Читаем Is That a Fish in Your Ear? полностью

It’s not hard to predict how our descendants would treat the captain and his crew. They would have the astronauts treated for flight-induced insanity, and, if that proved to be unjustified, treat them as liars, or as laughingstocks. Why so? Because if the inhabitants of the distant planet did have a language, and if the space crew had learned it, then it must be possible for them to say what the aliens had said. Must, not should: radically untranslatable sounds do not make a language simply because we could not know it was a language unless we could translate it, even if only roughly.

There are intermediate and problematic positions, of course. Not all utterances can be translated even when we are quite sure they are in a language. Egyptian hieroglyphs were indecipherable until two brilliant linguists, Thomas Young and Jean-François Champollion, worked out how to do it with the help of the Rosetta stone. More generally still, we can’t translate from languages we don’t know. But to claim that something is in a language is to posit that, with the appropriate knowledge, it can be translated.[87]

Translation presupposes not the loss of the ineffable in any given act of interlingual mediation such as the translation of poetry but the irrelevance of the ineffable to acts of communication. Any thought a person can have, the philosopher Jerrold Katz argued, can be expressed by some sentence in any natural language; and anything that can be expressed in one language can also be expressed in another. What cannot be expressed in any human language (opinions vary as to whether such things are delusional or foundational) lies outside the boundaries of translation and, for Katz, outside the field of language, too. This is his axiom of effability. One of the truths of translation—one of the truths that translation teaches—is that everything is effable.

Especially poetry. America and Britain are awash with poetry magazines, and every year small publishers put out hundreds of slim volumes containing poems in translation. Our present army of amateur poetry translators is keeping poetry alive. Poetry is not what is lost but what is gained from their work.

An individual poem may have a quality that, for any one of us, is so personal and unique that it might as well be ineffable, but the issue of unspeakable ideas arises much more obviously in a quite different domain. It is in our interactions not with works of genius but with other species that the ineffable looms before us like a brick wall.

On a short trip to South America, Romain Gary picked up a twenty-three-foot-long python, whom he called Pete the Strangler and then donated to a private zoo in California. When he was consul general in Los Angeles, Gary used to go and see Pete in his enclosure.
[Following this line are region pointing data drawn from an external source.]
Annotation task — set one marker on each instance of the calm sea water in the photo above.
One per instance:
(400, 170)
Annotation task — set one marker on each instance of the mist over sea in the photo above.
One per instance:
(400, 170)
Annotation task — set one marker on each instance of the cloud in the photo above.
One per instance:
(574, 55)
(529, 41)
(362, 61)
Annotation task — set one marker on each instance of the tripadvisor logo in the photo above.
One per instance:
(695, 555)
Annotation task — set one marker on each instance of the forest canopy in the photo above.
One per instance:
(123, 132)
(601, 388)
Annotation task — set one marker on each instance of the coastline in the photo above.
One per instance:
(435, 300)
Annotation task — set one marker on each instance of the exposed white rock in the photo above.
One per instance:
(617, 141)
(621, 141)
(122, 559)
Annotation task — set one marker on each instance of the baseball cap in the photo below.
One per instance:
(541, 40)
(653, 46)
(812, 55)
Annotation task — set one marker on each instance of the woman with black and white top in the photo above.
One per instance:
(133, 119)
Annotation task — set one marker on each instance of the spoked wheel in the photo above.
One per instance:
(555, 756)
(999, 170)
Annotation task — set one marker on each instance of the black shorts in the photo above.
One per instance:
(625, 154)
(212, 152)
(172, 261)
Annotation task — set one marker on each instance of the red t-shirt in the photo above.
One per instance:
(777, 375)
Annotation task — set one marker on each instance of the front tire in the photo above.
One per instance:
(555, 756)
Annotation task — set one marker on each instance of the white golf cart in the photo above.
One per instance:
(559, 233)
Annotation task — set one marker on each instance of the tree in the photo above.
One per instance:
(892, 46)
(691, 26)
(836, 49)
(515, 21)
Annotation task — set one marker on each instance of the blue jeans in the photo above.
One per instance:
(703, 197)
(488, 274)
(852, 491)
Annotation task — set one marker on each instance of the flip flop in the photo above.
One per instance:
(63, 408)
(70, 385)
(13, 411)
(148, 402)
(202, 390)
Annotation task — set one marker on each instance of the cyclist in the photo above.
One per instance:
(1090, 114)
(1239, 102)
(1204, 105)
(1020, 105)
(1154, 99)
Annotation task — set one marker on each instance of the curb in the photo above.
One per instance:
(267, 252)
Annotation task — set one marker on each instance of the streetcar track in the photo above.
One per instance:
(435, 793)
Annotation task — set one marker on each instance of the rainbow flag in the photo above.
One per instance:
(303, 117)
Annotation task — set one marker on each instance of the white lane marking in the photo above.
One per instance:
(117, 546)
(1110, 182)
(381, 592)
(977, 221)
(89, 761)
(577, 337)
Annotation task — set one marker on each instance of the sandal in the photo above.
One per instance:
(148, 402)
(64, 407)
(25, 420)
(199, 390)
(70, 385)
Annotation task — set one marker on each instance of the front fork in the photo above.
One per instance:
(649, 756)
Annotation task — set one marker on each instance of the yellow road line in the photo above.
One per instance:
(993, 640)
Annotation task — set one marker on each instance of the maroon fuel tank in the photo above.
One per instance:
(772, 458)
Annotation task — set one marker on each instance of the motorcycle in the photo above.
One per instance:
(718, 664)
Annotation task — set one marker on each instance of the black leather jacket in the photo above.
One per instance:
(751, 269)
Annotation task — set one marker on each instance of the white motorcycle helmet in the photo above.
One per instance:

We would stare at each other in absolute astonishment, often for hours, deeply intrigued and wondering, awed and yet incapable of giving each other any kind of explanation about what had happened to us, and how and why it had happened, unable to help each other with some small flash of understanding drawn from our respective experiences. To find yourself in the skin of a python or in that of a man is such a mysterious and astonishing adventure that the bewilderment we shared had become a kind of fraternity, a brotherhood beyond and above our respective species.[88]